Rahmat mengamati, di banyak kota di Aceh maupun Sumatera Utara, trotoar kini rusak dan tidak berfungsi sebagaimana mestinya. Jalur pejalan kaki kerap dipenuhi parkiran dan pedagang kaki lima, sementara masyarakat lebih memilih menggunakan kendaraan bermotor meski hanya menempuh jarak ratusan meter.

‎Menurutnya, dalam pandangan sosial yang berkembang saat ini, berjalan kaki sering dianggap sebagai tanda kemiskinan atau keterpaksaan.
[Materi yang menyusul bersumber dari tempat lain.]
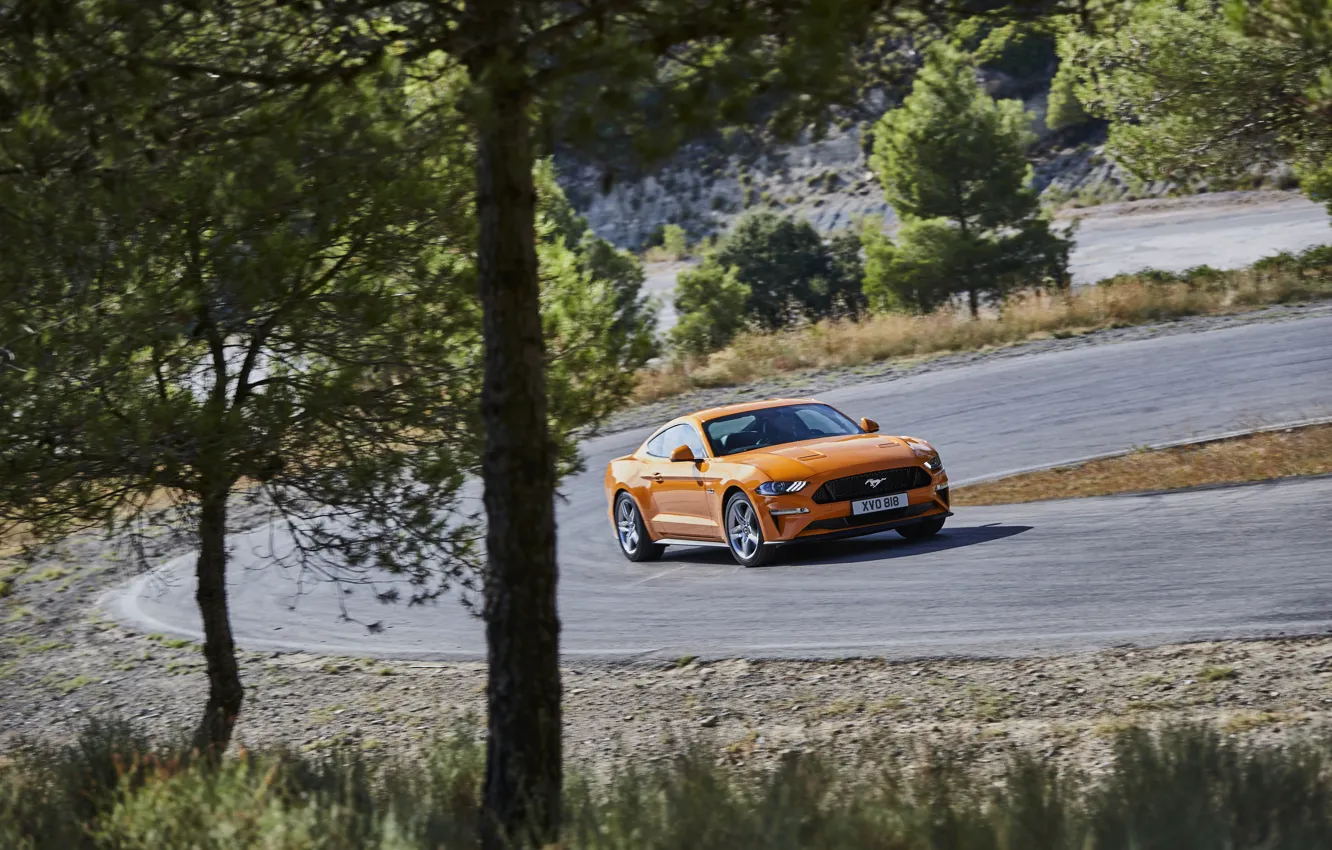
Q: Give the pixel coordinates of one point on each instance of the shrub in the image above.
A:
(1184, 788)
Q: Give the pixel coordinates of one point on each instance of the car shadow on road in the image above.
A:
(889, 545)
(883, 546)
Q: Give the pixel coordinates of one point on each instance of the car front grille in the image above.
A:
(886, 481)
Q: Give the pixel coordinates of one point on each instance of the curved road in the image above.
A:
(1224, 231)
(1086, 573)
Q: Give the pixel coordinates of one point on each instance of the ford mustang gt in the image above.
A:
(755, 476)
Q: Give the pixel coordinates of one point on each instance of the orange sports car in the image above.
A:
(754, 476)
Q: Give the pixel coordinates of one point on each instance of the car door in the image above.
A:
(679, 488)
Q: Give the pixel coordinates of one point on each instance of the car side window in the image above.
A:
(689, 437)
(682, 434)
(657, 445)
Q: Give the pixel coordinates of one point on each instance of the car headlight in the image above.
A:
(781, 488)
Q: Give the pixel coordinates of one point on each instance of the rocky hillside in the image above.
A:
(829, 180)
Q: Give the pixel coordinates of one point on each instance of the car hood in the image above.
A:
(813, 457)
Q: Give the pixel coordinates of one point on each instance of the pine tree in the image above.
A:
(953, 167)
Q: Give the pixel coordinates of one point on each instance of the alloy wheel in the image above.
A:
(742, 529)
(626, 526)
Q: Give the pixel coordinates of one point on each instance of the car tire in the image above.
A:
(745, 533)
(919, 530)
(632, 532)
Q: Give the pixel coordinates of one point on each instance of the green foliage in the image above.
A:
(789, 269)
(1184, 788)
(1063, 109)
(710, 305)
(289, 304)
(598, 325)
(1020, 48)
(953, 152)
(1192, 95)
(951, 163)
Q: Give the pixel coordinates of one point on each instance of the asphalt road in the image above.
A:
(1226, 236)
(1226, 562)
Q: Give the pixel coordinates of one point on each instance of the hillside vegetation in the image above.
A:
(1031, 315)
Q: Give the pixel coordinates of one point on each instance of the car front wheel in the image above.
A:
(633, 533)
(745, 533)
(919, 530)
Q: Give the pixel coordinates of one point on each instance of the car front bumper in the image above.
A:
(790, 518)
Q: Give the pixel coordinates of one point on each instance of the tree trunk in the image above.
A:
(225, 692)
(524, 761)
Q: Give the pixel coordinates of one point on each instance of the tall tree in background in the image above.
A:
(1192, 93)
(538, 72)
(582, 67)
(951, 161)
(285, 308)
(280, 296)
(789, 269)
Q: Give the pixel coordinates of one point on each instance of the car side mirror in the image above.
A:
(681, 453)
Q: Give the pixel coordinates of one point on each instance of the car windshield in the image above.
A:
(770, 426)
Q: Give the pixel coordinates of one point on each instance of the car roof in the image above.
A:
(711, 413)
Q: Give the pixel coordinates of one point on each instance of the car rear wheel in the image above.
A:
(745, 533)
(632, 533)
(919, 530)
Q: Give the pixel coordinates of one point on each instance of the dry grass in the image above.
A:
(1256, 457)
(1123, 301)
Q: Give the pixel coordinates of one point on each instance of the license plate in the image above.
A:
(878, 502)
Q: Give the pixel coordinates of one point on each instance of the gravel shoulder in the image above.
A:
(60, 664)
(817, 381)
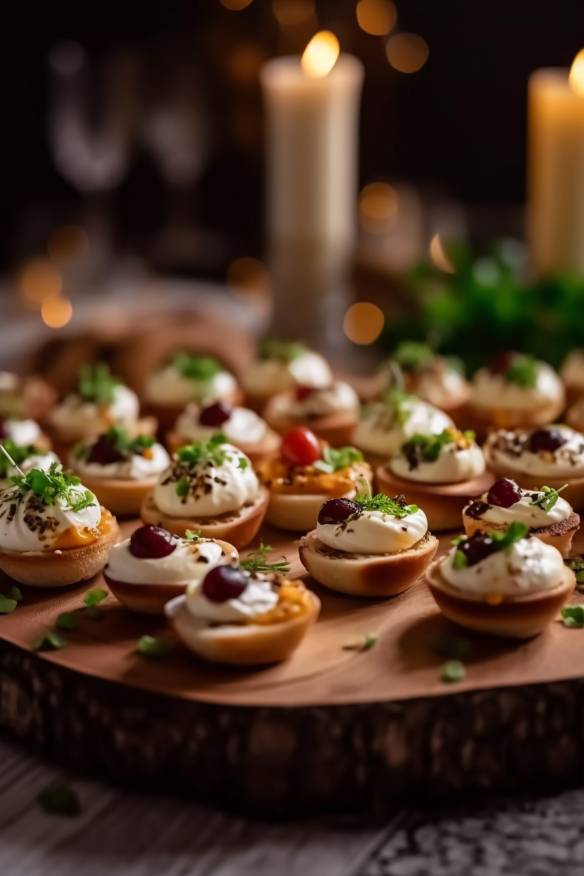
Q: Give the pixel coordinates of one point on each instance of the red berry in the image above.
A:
(151, 543)
(300, 446)
(223, 583)
(504, 493)
(216, 414)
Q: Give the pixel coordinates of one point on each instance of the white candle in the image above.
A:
(312, 109)
(556, 169)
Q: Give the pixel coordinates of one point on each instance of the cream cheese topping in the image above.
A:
(213, 489)
(374, 532)
(511, 450)
(528, 566)
(244, 426)
(382, 432)
(258, 597)
(187, 564)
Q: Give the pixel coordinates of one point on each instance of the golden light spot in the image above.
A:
(378, 207)
(56, 312)
(376, 17)
(439, 255)
(407, 52)
(577, 73)
(320, 55)
(39, 279)
(363, 322)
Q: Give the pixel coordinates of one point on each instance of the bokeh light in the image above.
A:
(363, 322)
(407, 52)
(376, 17)
(56, 312)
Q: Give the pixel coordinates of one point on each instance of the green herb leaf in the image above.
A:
(452, 671)
(256, 561)
(59, 798)
(396, 507)
(151, 646)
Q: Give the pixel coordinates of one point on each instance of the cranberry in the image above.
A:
(504, 493)
(546, 439)
(300, 446)
(105, 452)
(337, 510)
(216, 414)
(223, 583)
(151, 543)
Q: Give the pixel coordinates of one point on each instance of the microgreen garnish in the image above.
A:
(573, 616)
(546, 497)
(58, 798)
(97, 384)
(55, 484)
(396, 507)
(452, 671)
(256, 561)
(335, 459)
(196, 367)
(522, 371)
(283, 351)
(152, 646)
(364, 642)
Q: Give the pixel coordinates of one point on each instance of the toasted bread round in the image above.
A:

Padahal, di negara-negara maju seperti Jepang, Korea Selatan, Belanda, hingga Jerman, berjalan kaki justru menjadi gaya hidup modern dan sehat.

‎“Di sana, para pejabat, pegawai, hingga pengusaha besar berjalan kaki tanpa rasa malu. Martabat manusia tidak ditentukan oleh kendaraan yang dikendarai, melainkan oleh kesadaran menjaga lingkungan dan kesehatan diri,” tulis Rahmat.

‎Ia menilai, kemajuan bukan berarti semakin cepat berlari dengan mesin, tetapi semakin bijak melangkah dengan kaki sendiri. Namun, realitas di Aceh dan Sumatera Utara menunjukkan masyarakat kini terjebak dalam ritme hidup yang serba cepat dan instan.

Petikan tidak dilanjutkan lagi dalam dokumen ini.